Wall Street whistleblowers just got another reason to take their gripes directly to the Securities and Exchange Commission.
Employees who report corporate wrongdoing are offered financial incentives and protection from retaliation under the Dodd-Frank law, but the law left a lingering question of which whistleblowers are protected. In a series of recent rulings, U.S. judges have narrowed the definition of what merits a shield under the law — saying that to qualify, any flags must be raised to the SEC.
In the latest example, a federal judge in New Jersey ruled last week that an employee who took his complaints to the financial industry's self-regulator wasn't entitled to the protections though the body, the Financial Industry Regulatory Authority Inc., is overseen by the SEC. Craig Price, a former UBS financial adviser, had claimed he'd been fired after testifying, in a formal deposition conducted by Finra, that a colleague had evaded compliance safeguards and tapped a wealthy client's account to cover his own expenses.
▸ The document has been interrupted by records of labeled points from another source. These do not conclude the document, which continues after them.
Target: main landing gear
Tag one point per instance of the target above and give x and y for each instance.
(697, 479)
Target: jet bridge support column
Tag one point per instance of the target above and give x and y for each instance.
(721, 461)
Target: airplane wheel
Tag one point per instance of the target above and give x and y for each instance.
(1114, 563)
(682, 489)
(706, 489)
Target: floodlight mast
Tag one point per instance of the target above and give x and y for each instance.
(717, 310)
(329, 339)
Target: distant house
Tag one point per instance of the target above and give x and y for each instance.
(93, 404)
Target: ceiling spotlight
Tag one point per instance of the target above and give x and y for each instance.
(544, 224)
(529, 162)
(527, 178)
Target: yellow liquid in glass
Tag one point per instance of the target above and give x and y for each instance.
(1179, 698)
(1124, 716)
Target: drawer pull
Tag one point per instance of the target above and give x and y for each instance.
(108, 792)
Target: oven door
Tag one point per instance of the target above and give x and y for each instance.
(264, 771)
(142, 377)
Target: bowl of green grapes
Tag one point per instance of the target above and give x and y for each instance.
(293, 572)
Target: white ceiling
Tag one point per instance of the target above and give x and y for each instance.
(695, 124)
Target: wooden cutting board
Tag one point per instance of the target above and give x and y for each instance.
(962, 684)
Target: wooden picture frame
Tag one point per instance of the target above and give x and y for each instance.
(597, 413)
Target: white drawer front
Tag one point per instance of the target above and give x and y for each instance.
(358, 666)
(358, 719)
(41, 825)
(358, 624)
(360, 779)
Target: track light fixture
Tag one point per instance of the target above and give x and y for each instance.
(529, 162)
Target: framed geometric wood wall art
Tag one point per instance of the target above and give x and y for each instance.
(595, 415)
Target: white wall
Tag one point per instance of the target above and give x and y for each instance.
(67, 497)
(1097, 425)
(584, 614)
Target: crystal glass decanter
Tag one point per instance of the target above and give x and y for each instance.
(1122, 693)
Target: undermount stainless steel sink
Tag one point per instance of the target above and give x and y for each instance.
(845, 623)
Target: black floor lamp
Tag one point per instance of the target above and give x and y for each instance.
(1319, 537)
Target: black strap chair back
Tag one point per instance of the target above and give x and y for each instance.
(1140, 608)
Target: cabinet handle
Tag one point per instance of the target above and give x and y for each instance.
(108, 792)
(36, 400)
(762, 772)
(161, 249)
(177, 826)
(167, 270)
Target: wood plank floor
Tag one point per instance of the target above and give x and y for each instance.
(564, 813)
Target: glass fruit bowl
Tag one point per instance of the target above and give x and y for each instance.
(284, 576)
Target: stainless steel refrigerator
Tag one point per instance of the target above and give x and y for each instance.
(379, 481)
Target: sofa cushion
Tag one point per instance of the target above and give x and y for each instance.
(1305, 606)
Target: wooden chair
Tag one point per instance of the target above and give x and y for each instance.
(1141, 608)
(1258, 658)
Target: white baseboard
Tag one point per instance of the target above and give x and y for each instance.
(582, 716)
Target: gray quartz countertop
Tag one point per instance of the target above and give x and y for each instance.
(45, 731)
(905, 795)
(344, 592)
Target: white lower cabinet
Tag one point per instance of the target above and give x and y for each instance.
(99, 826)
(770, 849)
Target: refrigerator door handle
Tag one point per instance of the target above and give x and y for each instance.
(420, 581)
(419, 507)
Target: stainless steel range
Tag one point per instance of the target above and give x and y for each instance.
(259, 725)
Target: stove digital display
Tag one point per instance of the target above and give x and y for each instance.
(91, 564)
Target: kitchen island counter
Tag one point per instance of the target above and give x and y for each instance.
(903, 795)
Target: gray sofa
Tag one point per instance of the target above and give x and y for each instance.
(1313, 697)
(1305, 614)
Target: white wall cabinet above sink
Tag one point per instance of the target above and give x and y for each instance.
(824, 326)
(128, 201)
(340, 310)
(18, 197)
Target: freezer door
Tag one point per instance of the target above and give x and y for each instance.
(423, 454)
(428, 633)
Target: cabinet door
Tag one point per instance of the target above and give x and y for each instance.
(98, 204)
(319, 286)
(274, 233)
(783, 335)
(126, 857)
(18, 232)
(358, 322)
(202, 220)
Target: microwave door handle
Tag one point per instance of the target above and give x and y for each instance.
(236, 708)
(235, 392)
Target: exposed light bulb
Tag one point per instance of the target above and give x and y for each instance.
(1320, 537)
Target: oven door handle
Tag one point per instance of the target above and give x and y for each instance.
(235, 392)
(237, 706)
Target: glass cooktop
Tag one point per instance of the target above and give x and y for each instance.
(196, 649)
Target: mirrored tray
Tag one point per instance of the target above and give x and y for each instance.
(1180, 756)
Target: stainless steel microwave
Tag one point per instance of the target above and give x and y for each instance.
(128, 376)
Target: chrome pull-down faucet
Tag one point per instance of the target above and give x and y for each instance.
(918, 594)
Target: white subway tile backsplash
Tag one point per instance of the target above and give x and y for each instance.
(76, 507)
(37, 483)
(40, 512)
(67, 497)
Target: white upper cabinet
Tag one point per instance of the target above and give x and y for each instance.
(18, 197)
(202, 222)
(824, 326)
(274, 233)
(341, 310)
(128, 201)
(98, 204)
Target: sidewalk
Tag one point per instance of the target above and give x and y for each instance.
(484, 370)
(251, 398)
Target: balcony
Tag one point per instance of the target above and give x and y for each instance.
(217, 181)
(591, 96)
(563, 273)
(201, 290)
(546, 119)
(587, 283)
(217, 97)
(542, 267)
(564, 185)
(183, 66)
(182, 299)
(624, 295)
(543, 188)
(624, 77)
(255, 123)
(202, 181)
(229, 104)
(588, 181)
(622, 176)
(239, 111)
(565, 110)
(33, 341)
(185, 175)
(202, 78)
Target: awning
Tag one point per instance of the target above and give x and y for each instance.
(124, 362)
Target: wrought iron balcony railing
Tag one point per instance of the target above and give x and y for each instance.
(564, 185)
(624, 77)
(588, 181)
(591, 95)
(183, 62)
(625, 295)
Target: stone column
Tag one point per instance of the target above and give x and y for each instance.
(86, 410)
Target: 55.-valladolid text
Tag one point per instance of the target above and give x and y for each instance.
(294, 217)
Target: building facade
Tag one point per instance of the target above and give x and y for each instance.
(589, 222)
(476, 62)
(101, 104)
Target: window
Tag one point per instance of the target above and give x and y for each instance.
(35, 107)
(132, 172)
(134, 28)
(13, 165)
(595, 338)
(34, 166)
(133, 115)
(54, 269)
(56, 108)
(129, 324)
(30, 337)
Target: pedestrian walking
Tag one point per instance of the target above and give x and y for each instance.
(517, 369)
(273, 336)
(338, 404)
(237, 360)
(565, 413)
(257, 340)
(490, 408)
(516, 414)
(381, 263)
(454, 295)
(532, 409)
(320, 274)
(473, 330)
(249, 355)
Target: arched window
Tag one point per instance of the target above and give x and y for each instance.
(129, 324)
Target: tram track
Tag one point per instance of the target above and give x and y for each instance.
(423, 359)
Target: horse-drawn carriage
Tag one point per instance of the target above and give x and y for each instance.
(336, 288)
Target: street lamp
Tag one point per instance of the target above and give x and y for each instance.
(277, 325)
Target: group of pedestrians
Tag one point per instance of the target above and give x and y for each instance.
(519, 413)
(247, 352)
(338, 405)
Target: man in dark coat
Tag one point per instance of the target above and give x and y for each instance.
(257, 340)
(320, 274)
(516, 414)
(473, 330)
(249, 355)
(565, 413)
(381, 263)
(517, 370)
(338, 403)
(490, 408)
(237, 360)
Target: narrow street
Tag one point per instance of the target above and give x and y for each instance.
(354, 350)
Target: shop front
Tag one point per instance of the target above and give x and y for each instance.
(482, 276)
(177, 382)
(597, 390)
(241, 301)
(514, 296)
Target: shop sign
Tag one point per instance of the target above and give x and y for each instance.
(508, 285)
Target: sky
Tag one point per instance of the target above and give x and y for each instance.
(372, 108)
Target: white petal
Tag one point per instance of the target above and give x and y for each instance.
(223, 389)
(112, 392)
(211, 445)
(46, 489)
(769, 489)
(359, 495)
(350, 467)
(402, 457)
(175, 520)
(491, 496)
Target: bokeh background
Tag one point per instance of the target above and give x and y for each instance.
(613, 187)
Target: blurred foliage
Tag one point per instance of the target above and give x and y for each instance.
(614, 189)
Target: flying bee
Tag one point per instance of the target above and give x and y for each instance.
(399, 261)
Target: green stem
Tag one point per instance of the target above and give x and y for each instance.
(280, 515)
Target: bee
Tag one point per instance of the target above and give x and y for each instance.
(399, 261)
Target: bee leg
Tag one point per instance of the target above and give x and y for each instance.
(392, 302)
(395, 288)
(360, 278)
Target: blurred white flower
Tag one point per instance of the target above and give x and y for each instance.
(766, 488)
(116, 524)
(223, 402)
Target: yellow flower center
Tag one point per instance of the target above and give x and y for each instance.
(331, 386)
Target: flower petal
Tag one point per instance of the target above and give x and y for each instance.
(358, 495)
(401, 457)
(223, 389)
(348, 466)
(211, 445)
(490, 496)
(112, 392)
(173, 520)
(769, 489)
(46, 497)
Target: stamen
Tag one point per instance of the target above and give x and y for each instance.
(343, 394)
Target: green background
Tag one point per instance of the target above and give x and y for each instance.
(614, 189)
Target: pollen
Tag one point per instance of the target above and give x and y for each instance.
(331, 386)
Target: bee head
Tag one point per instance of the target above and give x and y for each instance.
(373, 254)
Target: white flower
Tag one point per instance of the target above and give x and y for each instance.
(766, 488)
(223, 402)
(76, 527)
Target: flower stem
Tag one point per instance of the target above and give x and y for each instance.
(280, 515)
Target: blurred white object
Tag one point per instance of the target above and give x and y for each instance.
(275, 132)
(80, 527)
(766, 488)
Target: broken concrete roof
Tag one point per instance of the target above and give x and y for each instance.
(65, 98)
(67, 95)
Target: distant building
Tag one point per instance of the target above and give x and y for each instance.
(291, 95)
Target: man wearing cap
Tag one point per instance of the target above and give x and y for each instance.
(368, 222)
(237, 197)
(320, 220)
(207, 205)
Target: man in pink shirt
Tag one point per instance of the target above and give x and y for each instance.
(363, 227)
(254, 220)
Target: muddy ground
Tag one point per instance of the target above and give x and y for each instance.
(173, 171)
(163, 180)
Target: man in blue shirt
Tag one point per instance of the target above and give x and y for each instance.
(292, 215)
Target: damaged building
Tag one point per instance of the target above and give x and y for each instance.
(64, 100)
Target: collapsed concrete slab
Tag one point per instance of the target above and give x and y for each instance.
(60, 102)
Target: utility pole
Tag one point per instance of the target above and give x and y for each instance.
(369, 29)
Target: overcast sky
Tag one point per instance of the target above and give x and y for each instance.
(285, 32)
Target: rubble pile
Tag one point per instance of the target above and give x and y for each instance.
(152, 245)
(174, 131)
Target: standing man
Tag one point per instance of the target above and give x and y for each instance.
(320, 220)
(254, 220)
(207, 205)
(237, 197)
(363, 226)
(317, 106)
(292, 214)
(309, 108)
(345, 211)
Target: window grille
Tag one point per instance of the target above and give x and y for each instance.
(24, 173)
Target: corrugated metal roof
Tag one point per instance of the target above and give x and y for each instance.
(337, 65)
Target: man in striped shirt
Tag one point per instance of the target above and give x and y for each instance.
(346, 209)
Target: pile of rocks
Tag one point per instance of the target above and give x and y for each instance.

Numerous federal laws prohibit companies from retaliating against workers who report violations involving employment, health and safety issues. Dodd-Frank was drafted after the financial crisis to encourage employees to disclose fraud and securities law misdeeds.
According to several court challenges, the wording in the 2010 law left unclear whether the shield would apply only to people taking concerns to the SEC or more broadly to employees who report apparent misdeeds internally, via corporate hotlines or other means. As that question wound its way to the Supreme Court, an amicus brief filed by Justice Department and SEC lawyers argued that employees shouldn't have to go directly to the commission to qualify to receive protection against retaliation.
But the Supreme Court saw it otherwise. In February, it clarified that under Dodd-Frank, a whistleblower is someone who takes the complaint to the SEC. Employees reporting internally aren't covered by the anti-retaliation measures, the court said in the case, Digital Realty Trust Inc. v. Paul Somers.
The ruling left unanswered whether people who bring claims to Finra are protected. Mr. Price argued that because the SEC oversees Finra rulemaking, disciplinary proceedings and other matters, reports to the self-regulator should be protected under Dodd-Frank.
Dismissing the claim, Judge William Martini in New Jersey said Mr. Price's "testimony to Finra plainly does not meet the statutory requirement and he, therefore, is not a whistleblower under Dodd-Frank."
Mr. Price, who worked for UBS in Stuart, Fla., said he intends to pursue a similar claim against UBS under a state whistle-blower statue.
"In my years in the business, nobody has ever mentioned in training or compliance manuals, 'Go to an external place with problems,'" Mr. Price said in an interview. "It's always 'Go to a line manager or the compliance department."'
"We are pleased with the court's decision to dismiss Price's Dodd-Frank whistle-blower retaliation claim in this case," UBS spokesman Peter Stack said in a written statement. "We will continue to vigorously defend against the remaining claim as we believe that it too lacks merit."
Finra didn't respond to requests for comment.